Burns was born and raised in a middle-class family in Mobile, Alabama, attended LeFlore Magnet High School, and was naturally gifted in math and science. He even graduated among the top 10 in his senior class. After graduating, Burns attended one semester at the University of South Alabama, but left because of the one thing always on his mind: making money.
“I was living in the here and now, and not thinking about the future,” Burns said. “I just wanted to start earning a living and was too immature for school.”
He did begin to make money by working at the local Blockbuster, where he eventually became the store manager. At 19, Burns became a father to Mikayla, and continued working at Blockbuster until 23. Upon reassessing where he was at that stage in life, and realizing he needed to be the role model Mikayla expected and deserved, he enlisted in the Army, which he proudly served for five years.
“I would not change a thing about joining the Army,” Burns said. “That was one of the best decisions I ever made.”
After Burns returned from the Army, he again questioned his purpose and what he was meant to do. So he returned to what he knew best: Blockbuster. He also re-enrolled at the University of South Alabama, but again only lasted a short period of time before deciding he was still not ready for academia. Burns eventually left Blockbuster for good and began a job in logistics for United Rentals. Right before he left Blockbuster, he began dating a woman, and found a renewed hope in his career and a sense of stability in his life. However, in 2009, the unthinkable happened: his girlfriend committed suicide.
“Her suicide rocked me to my core, and it was almost unimaginable,” Burns said. “When you see what happens to other people, you realize how short life is and how you have to take advantage of it before it’s too late.”
Before his girlfriend’s suicide Burns had been contemplating going back to school again, but never took action and kept delaying the decision. After that happened, Burns decided it was now or never.
“After years and years, I kept saying ‘I’ll go back, I’ll go back,’ and I never did,” Burns said. “After my then-girlfriend's death, I knew I had to do it because I thought of her daughter and then I thought of Mikayla, and knew I couldn’t turn back.”
Burns attended Faulkner State Community College for two years, before transferring to Auburn in fall 2011 to obtain his ultimate goal: a chemical engineering degree. Since arriving in Auburn, Burns hasn’t looked back. While he may be a more seasoned student than others, he has made life-long friendships with his classmates (even expecting to serve as a groomsman in the wedding of one of his friends this summer), experienced the gameday atmosphere by attending his first tailgate in fall 2014, and has secured a full-time job with Chevron as a process engineer in Mississippi upon his graduation in May.
But, perhaps, best of all?
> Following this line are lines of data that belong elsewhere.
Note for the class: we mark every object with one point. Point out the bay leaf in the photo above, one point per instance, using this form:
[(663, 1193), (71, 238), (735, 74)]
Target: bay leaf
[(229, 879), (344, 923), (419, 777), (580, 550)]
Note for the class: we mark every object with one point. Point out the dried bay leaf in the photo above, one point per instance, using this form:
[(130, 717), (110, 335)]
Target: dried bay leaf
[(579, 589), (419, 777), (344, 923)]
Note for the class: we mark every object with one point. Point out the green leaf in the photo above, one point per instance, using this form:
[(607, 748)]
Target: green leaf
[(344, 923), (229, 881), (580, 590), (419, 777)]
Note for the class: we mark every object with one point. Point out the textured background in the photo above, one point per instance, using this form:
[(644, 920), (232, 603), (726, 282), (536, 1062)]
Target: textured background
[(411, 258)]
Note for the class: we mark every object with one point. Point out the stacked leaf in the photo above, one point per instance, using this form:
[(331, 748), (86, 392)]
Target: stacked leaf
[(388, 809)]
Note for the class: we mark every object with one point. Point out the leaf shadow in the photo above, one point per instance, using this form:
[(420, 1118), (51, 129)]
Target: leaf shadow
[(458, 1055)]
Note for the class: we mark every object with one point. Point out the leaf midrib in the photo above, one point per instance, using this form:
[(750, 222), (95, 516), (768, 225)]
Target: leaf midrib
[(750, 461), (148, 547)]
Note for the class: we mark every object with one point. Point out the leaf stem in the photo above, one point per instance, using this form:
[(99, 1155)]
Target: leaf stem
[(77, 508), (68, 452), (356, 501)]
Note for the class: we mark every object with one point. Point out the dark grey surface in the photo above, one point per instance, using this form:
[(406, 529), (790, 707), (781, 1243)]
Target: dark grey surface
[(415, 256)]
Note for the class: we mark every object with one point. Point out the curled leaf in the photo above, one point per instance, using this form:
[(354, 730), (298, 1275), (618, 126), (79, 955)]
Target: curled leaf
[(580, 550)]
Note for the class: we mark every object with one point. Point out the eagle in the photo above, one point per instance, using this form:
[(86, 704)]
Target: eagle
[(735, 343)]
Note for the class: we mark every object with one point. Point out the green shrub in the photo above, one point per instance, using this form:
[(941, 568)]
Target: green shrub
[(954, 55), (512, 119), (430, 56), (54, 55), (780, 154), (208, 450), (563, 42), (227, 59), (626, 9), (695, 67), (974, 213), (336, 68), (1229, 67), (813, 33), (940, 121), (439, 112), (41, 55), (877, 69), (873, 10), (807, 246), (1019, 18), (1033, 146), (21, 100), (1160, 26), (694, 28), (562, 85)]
Mikayla is enrolling at Auburn in the fall in chemical engineering.
“I always wanted Mikayla to see me as a role model, and I wanted to show her that I not only talk the talk, but walk the walk,” Burns said. “It means so much for me to earn my degree and show her that it is possible and you can accomplish anything you set your mind to.”
Burns’ Auburn experience is not a typical one, and getting to Auburn and the College of Engineering seemed to be half the battle, but once at Auburn there was no denying his determination to graduate, which also included some help along the way.
“The faculty in the Department of Chemical Engineering was so supportive and I cannot say enough good things about them,” Burns said. “Dr. [Mario] Eden is one of the easiest people to talk to, and Dr. [Christopher] Roberts was amazing with an always open-door policy, and I honestly could not have asked for more.”
On May 10, Burns proudly walked across the stage to cheers from his family, including Mikayla. He claimed his chemical engineering degree, and will now begin a new stage in life that seemed so unattainable years before.
“The one lesson I learned and I want to convey to others out there, especially like me, is it’s never too late to better yourself and achieve your dreams,” Burns said.